Estágios do câncer de mama

O estágio do câncer de mama é definido pelas características das células do tumor. Determinar o estágio é importante para o médico saber qual será o provável desenvolvimento da doença e as melhores opções de tratamento. Os estágios do câncer de mama são divididos em cinco tipos:

Estágio 0 – quando as células cancerígenas estão alocadas em uma só área, não se espalharam para outros locais.

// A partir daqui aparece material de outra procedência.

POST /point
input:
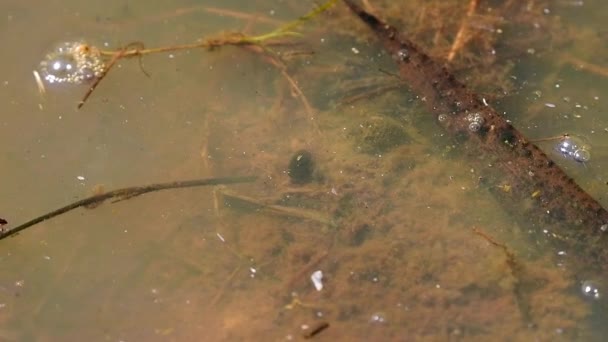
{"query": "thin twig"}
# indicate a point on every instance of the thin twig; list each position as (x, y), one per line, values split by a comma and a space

Estágio I – tumores pequenos (2cm) e invasivos, o que significa que as células cancerígenas estão se espalhando para o tecido mamário.

Estágio II – o tamanho do tumor aumenta (até 5cm) e ele pode ou não ter se espalhado para os gânglios linfáticos, que são estruturas que combatem infecções.

Estágio III – nesse estágio, o tumor é maior que 5cm e pode ou não ter se espalhado para os gânglios linfáticos.

Estágio IV – conhecido como câncer de mama avançado ou metastático, ocorre quando o câncer se espalhou para outras áreas do corpo, como ossos, pulmões, fígado, rins e cérebro.

Diagnóstico do câncer de mama

Quanto mais cedo a doença for identificada, maiores são as chances de cura. Veja alguns exames que ajudam na identificação e diagnóstico do câncer de mama:

Mamografia – a partir dos 50 anos, é recomendada a realização de mamografia de rastreamento uma vez a cada dois anos.

Ultrassom das mamas – analisa o tecido mamário e indica lesões e nódulos presentes no local.

Ressonância magnética – esse exame fornece imagens detalhadas de todas as estruturas das áreas do seio.

Biópsia – essa é a única maneira de ter um diagnóstico do câncer de mama definitivo. É removida uma amostra do tecido para análise laboratorial que identificará se é ou não um tumor maligno.

Embora seja muito importante a mulher fazer o autoexame das mamas, apalpando-as para identificar possíveis alterações ou nódulos pelo menos uma vez por mês, isso não ajuda no diagnóstico precoce da doença. Pois, quando o tumor se torna palpável, o câncer de mama não está mais no estágio inicial.

Prevenção do câncer de mama

Cerca de 30% dos casos de câncer de mama podem ser evitados com a adoção de alguns hábitos, como:

  • Praticar Exercícios físicos regularmente;
  • Comer alimentos saudáveis;
  • Manter o peso adequado;
  • Evitar o consumo de bebidas alcoólicas;
  • Amamentar, caso tenha filhos.

Tratamento de câncer de mama

Os tratamentos de câncer de mama podem ser divididos em dois tipos, que são os seguintes:

Tratamento local – trata o tumor localmente sem afetar outras partes do corpo e pode ser feito por:

  • Cirurgia – retira o máximo possível do tumor. Pode ser realizada em todos os estágios do câncer e chegar a retirar toda a mama e gânglios próximos, dependendo do caso;
  • Radioterapia – destrói ou dificulta o crescimento das células cancerígenas. Pode ser indicada após casos cirúrgicos.

Tratamento sistêmico – medicamentos administrados por via oral ou injetados na corrente sanguínea. Esses tratamentos afetam todas as áreas do corpo e podem ser feitos por:

  • Quimioterapia – uso de medicamentos para destruir o câncer. É indicada antes e após cirurgias para reduzir as chances de o câncer voltar;
  • Terapia hormonal – impede a ligação de células cancerígenas e hormônios e evita o crescimento do tumor;
  • Terapia alvo – afeta o crescimento das células cancerígenas e impede que elas se espalhem.

É importante analisar com o médico todo o plano de tratamento, que pode envolver um ou mais métodos acima, pois é possível que alguns deles tenham efeitos colaterais agressivos. Saber quais são as opções que oferecem mais chances e o que pode acontecer em cada uma ajuda você a enfrentar o tratamento e a envolver pessoas próximas que possam dar o apoio necessário.